Gli occhi di Anita ardevano d'amore ogni volta che dava voce al ricordo di quell’uomo che, per un periodo di tempo, era stato tutta la sua vita.

E quando Manuel divenne abbastanza grande da iniziare a porsi delle domande e a porle alla madre, non poté fare a meno di chiederle come avesse fatto a capire di essere innamorata.

«Manuel, tuo padre mi fece due regali speciali: mi regalò il mondo e mi regalò te» gli disse.

E ciò che inizialmente era così criptico da suscitare in Manuel nulla in più di uno sguardo confuso, divenne chiaro e limpido qualche tempo dopo, quando quel mondo arrivò nelle sue mani.

Era un semplice mappamondo con la luce dentro che, per Anita, però, era qualcosa di molto più prezioso.

C'erano dentro i suoi sogni, i suoi ricordi, i nomi di tutti quei luoghi che aveva visitato e nei quali aveva lasciato un pezzo del suo cuore e della sua storia d'amore e la vita che avrebbe voluto vivere e che, invece, era rimasta intrappolata tra i meridiani e i paralleli di quel mappamondo.

Ché Anita aveva imparato che la vita non è mai come uno se la immagina il giorno in cui la stessa aveva deciso di privare lei di un marito e suo figlio di un padre.

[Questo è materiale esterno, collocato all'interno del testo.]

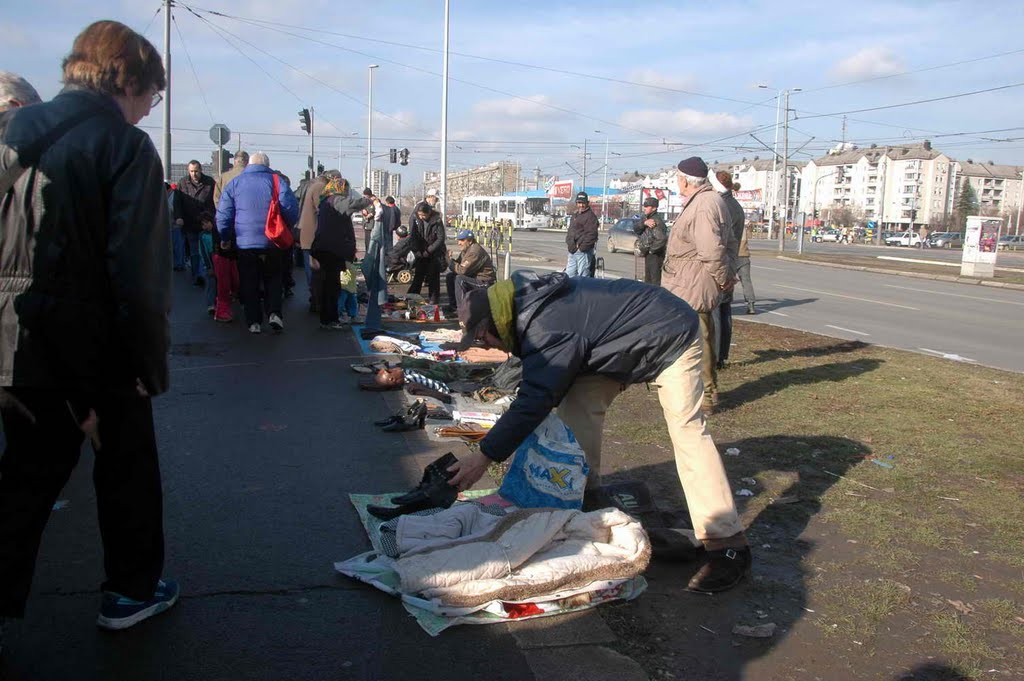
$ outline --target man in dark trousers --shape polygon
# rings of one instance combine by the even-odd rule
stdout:
[[[569,250],[569,259],[565,265],[565,273],[569,276],[593,276],[597,258],[594,249],[597,247],[597,216],[590,209],[590,197],[586,191],[577,195],[577,212],[569,221],[569,229],[565,235],[565,246]]]
[[[637,229],[637,255],[644,258],[644,283],[662,286],[662,266],[665,264],[665,248],[669,245],[669,229],[657,214],[658,202],[655,197],[643,200],[643,217]]]
[[[203,164],[199,161],[188,162],[188,174],[178,180],[178,194],[181,198],[181,218],[184,224],[181,231],[188,244],[188,266],[193,284],[204,286],[203,259],[199,256],[199,237],[203,231],[204,213],[213,215],[217,212],[213,205],[214,181],[209,175],[203,174]]]
[[[626,386],[652,383],[693,529],[709,557],[688,588],[724,591],[746,576],[751,551],[700,411],[700,325],[685,301],[629,280],[514,272],[510,281],[469,291],[459,305],[459,322],[463,347],[481,342],[518,356],[522,383],[479,451],[463,455],[449,469],[456,473],[453,485],[469,488],[558,408],[587,455],[587,488],[595,490],[605,412]]]

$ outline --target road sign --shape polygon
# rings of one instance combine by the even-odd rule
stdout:
[[[218,146],[222,146],[231,141],[231,131],[223,123],[217,123],[210,128],[210,141]]]

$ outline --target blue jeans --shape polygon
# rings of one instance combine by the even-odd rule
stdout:
[[[359,315],[359,302],[355,299],[355,294],[344,289],[338,296],[338,316],[342,314],[347,314],[353,320]]]
[[[171,256],[174,269],[180,271],[185,268],[185,238],[179,225],[171,227]]]
[[[188,240],[188,267],[191,271],[193,281],[198,280],[206,272],[203,266],[203,258],[199,255],[199,232],[186,231],[185,239]]]
[[[590,269],[593,263],[593,251],[569,253],[568,262],[565,263],[565,273],[569,276],[591,276]]]

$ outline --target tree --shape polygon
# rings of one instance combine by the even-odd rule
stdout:
[[[964,178],[964,186],[961,188],[959,197],[956,198],[956,228],[963,231],[967,226],[967,216],[978,214],[978,195],[971,186],[970,178]]]

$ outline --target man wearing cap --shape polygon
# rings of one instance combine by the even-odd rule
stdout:
[[[676,180],[686,200],[672,225],[662,283],[689,303],[700,320],[703,411],[718,403],[717,321],[722,293],[732,291],[735,264],[729,255],[732,217],[708,181],[708,164],[697,157],[679,162]]]
[[[669,243],[669,229],[657,214],[656,197],[643,200],[643,219],[637,225],[637,255],[644,256],[644,282],[651,286],[662,286],[662,266],[665,264],[665,249]]]
[[[486,250],[476,243],[476,235],[463,229],[456,239],[459,241],[459,252],[449,251],[449,271],[444,275],[452,309],[458,304],[456,291],[465,290],[464,282],[485,287],[495,283],[495,265]]]
[[[590,209],[590,198],[586,191],[580,191],[577,194],[575,215],[569,221],[569,228],[565,233],[565,246],[569,250],[565,273],[569,276],[594,275],[597,230],[597,216]]]
[[[456,473],[453,485],[474,484],[492,462],[512,456],[557,407],[587,455],[585,503],[593,500],[605,412],[628,385],[652,383],[694,533],[708,551],[708,563],[688,588],[724,591],[745,577],[751,552],[700,411],[700,326],[686,302],[640,282],[517,271],[509,281],[467,292],[459,321],[462,347],[479,341],[512,352],[522,360],[522,382],[479,451],[449,469]]]

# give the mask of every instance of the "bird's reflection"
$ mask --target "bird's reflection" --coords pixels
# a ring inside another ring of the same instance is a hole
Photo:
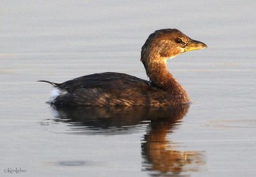
[[[141,141],[143,169],[168,176],[198,171],[205,164],[204,152],[180,151],[166,138],[178,128],[189,107],[62,108],[55,109],[56,121],[68,123],[72,132],[79,134],[130,134],[147,127]]]

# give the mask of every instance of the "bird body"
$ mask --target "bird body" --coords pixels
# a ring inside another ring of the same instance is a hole
[[[205,44],[190,39],[177,29],[158,30],[149,36],[141,49],[141,61],[150,81],[105,72],[61,84],[39,81],[50,83],[57,89],[57,95],[50,102],[56,107],[164,107],[187,104],[190,101],[188,94],[169,73],[166,62],[186,50],[205,47]]]

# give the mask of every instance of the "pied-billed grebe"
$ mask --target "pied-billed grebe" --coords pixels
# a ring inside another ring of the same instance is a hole
[[[166,60],[187,51],[207,47],[175,29],[151,34],[141,49],[141,61],[150,81],[125,73],[105,72],[82,76],[62,84],[51,103],[66,106],[168,106],[189,102],[183,87],[168,70]]]

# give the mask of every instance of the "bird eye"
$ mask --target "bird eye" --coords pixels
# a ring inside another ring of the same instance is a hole
[[[176,42],[176,43],[182,43],[183,41],[182,41],[182,40],[181,38],[177,38],[175,39],[175,42]]]

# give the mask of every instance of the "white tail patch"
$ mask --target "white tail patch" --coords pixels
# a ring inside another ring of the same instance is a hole
[[[50,97],[51,102],[53,102],[56,98],[57,98],[58,96],[62,94],[63,91],[61,91],[59,89],[55,89],[54,90],[52,90],[51,93],[51,97]]]

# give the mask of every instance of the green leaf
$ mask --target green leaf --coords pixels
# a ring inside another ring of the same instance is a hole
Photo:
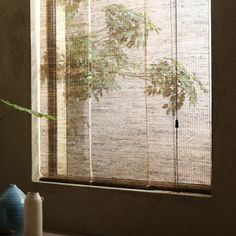
[[[56,120],[56,118],[55,118],[54,116],[51,116],[51,115],[47,115],[47,114],[43,114],[43,113],[40,113],[40,112],[37,112],[37,111],[30,110],[30,109],[28,109],[28,108],[21,107],[21,106],[19,106],[19,105],[10,103],[9,101],[3,100],[3,99],[0,99],[0,101],[1,101],[2,103],[6,104],[7,106],[14,108],[14,109],[17,110],[17,111],[27,112],[27,113],[29,113],[29,114],[31,114],[31,115],[34,115],[34,116],[36,116],[36,117],[39,117],[39,118],[46,118],[46,119],[48,119],[48,120]]]

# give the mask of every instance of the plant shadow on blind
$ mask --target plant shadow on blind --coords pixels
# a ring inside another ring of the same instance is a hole
[[[210,193],[210,1],[41,1],[42,181]]]

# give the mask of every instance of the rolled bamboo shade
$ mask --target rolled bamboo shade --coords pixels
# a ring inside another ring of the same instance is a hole
[[[210,1],[40,10],[41,110],[57,116],[41,123],[42,179],[210,191]]]

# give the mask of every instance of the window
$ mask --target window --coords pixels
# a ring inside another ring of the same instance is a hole
[[[210,191],[209,0],[42,0],[42,180]]]

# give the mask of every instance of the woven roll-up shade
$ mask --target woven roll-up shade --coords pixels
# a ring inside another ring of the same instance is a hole
[[[210,0],[42,0],[45,181],[209,192]]]

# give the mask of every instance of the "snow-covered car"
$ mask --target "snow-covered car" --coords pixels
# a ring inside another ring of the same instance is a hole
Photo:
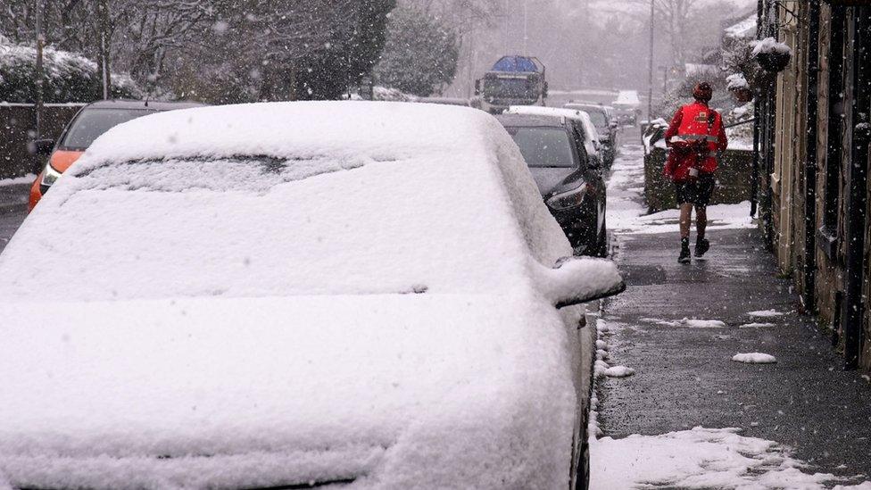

Era rimasta vedova e con un bambino piccolo da crescere, e da quel giorno, di quella frase ne aveva fatto un mantra, affidando a quella sfera luminosa tutti i suoi sogni.

E Manuel, alla fine, seguendo le orme di sua madre, aveva anch'egli riposto in quel mappamondo gran parte dei suoi sogni.

Il mappamondo orbitava e lui immaginava che, magari, il primo viaggio lo avrebbe fatto in Thailandia, che in Bolivia avrebbe incontrato l'amore della sua vita, che a New York avrebbe diretto una grande azienda e che sarebbe andato in vacanza a Firenze con la sua mamma.

Ma in poco tempo, però, anche Manuel si rese conto che la vita non è mai come uno se la immagina.

Venticinque anni, pochi soldi e tanti sogni, quella frase continuava a ripeterla dentro sé ogni giorno, soprattutto quando, chiuso nel gabbiotto della biglietteria della fermata Anagnina della metro A di Roma, pensava a tutte quelle volte che, sognando ad occhi aperti, si era visto seduto su qualche poltrona in pelle di un ufficio di una metropoli americana, pronto per ricoprire un ruolo importante.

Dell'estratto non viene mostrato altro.